What memory addresses are available to a process and how they are specified, and for what sort of memory depends totally on the processor and operating system (or, the raw system design if there is no operating system), and the tools/formats in use (compilers, linkers, object code formats etc.).

Note that there are three types of memory generally used by a program:

static memory, that the compiler knows about and can arrange to have allocated when a program is started

stack based memory that is local to a function call stack frame and would usually use the process application stack (note: having a separate system stack is common in operating systems)

dynamic memory that the compiler does not quantify and is allocated at runtime from the free store (or heap).

Each of these can be allocated in totally different locations.

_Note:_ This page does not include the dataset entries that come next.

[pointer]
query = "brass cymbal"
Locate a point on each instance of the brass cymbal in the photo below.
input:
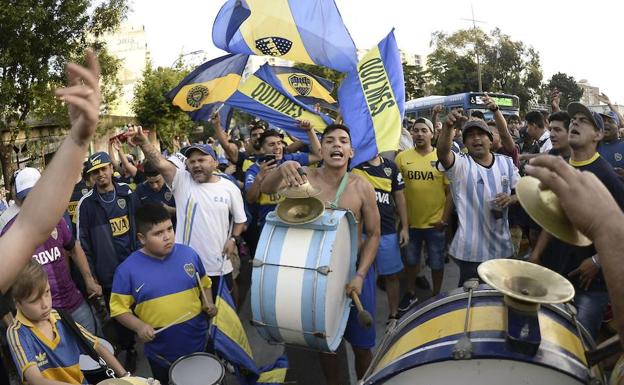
(543, 207)
(300, 211)
(526, 281)
(305, 190)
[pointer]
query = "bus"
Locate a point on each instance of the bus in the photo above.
(468, 101)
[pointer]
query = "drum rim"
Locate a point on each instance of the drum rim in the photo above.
(203, 354)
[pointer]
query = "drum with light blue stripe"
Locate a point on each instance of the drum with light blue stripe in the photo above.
(299, 278)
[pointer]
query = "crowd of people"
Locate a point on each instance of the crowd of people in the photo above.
(143, 246)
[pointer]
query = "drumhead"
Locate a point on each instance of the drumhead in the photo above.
(196, 369)
(86, 363)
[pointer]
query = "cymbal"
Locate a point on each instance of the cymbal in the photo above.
(305, 190)
(544, 208)
(300, 211)
(526, 281)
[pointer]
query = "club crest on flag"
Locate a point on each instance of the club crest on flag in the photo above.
(301, 84)
(197, 95)
(273, 45)
(189, 268)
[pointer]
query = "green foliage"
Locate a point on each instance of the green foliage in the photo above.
(154, 110)
(569, 90)
(506, 65)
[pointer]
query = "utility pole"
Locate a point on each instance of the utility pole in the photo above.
(474, 29)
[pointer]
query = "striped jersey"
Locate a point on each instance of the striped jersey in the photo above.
(481, 235)
(57, 359)
(160, 292)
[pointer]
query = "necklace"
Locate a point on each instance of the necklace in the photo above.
(104, 200)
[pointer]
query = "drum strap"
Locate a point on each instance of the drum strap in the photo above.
(341, 187)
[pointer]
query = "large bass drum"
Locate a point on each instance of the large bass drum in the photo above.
(420, 348)
(299, 278)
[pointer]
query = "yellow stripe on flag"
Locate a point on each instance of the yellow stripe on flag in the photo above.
(380, 100)
(228, 323)
(194, 96)
(268, 18)
(263, 93)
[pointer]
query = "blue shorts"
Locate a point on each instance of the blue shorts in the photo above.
(388, 259)
(434, 240)
(359, 336)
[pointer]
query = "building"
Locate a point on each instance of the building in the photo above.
(129, 45)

For example, on a 16-bit Intel x86 operating system such as MS-DOS (if you can call it an operating system) you could choose the memory model used. Some models used one 64KB segment for all data: the stack memory grew down from the top of the segment, the static memory was presumably wired in at the bottom and the dynamic memory would presumably use the bit left over in the middle. Where this 64KB (or smaller) block was in memory would depend on what else was loaded into the system - segments were allocated on 16 byte boundaries if I member correctly. The compiler of course had control on how much static data was used and I think the linker could control the amount of stack space to use within this segment, and addresses would be 16-bit near address values within this segment, presumable starting at zero.

On the other hand other models would allow multiple 64KB segments to be used for data. In this scheme I would guess stack uses up to one 64KB segment, static data uses one or more pre-determined segments and dynamic memory would come from one or more 64KB segments as required at runtime and allocated by asking for them from the operating system (I forget the exact details). The pointers would use 32-bit far pointers (having two 16 bit parts: 16-bit segment address and 16-bit segment offset). Here no pointer would be truly zero (0000:0000) - this address would almost certainly be part of the system - either the BIOS or MS-DOS. However the compiler may generate addresses starting from 0000:0000 and expect the linking and loading process to fix up the segment part of the addresses to something usable when the program was run.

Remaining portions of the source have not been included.